This post's title is the opening word of the Sequence sung at St. Thomas Aquinas last Sunday. It means full of joy. And it gives some good reasons for the joy we call everyone to join in at Christmas. Note that people didn't just follow in lock-step in medieval times, when this poem was written; they needed convincing back then, too.

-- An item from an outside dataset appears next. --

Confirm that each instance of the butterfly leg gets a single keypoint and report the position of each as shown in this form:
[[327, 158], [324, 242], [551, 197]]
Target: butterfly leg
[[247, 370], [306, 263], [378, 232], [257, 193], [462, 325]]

Here's the Latin, then the English:
Laetabundus
Exsultet fidelis chorus.
Alleluia.
Full of joy
let the chorus of the faithful exult,
Alleluia.
Regem regum
Intactae profundit torus;
Res miranda!
A spotless womb brings forth
the King of kings,
cause for wonder!
Angelus Consilii
Natus est de Virgine,
Sol de stella.
The Angel of Great Counsel
is born of the virgin,
Sun is born of a star.
Sol occasum nesciens,
Stella semper rutilans,
Semper clara.
A Sun which knows no setting,
a star forever shining,
always bright.
Sicut sidus radium,
Profert Virgo Filium
Pari forma.
The Virgin as unsullied
by bringing forth her son
as the star by its light.
Neque sidus radio
Neque Mater Filio
Fit corrupta.
The star loses nothing of its radiance
Nor is the Mother corrupted
by the Son.
Cedrus alta Libani
Conformatur hyssopo
Valle nostra.
The tall cedar of Lebanon
conforms itself to hyssop-size
in our valley.
Verbum ens Altissimi
Corporari passum est,
Carne sumpta.
He the Word of the Most-High
suffers to become embodied,
taking flesh.
Isaias cecinit,
Omnis terra meminit;
Numquam tamen desinit
Esse caeca.
Isaiah sang of it,
All the world remembered it,
yet it has never ceased
to remain blind.
Si non Judae vatibus,
Credat vel gentilibus,
Sybillinus versibus
Haec praedicta;
If not the prophets of the Jews,
One might believe the gentiles,
in the verses of the Sybils
it was predicted;
Infelix, propera,
Crede vel vetera:
Cur meditaberis
Inania?
Hurry, unhappy one,
believe these ancient wonders:
Why will you meditate
on vain things?
Quem docet littera
Natum considera:
Ipsum genuit
Puerpera.
Behold His birth of whom
all scriptures taught:
she who was in labor
has brought Him forth.
Amen.
--
I like the part about "if you won't believe the prophets of the Jews, how about all the others, like the Sybils?" Unbelief, and endless meditation on vain things, have always been with us.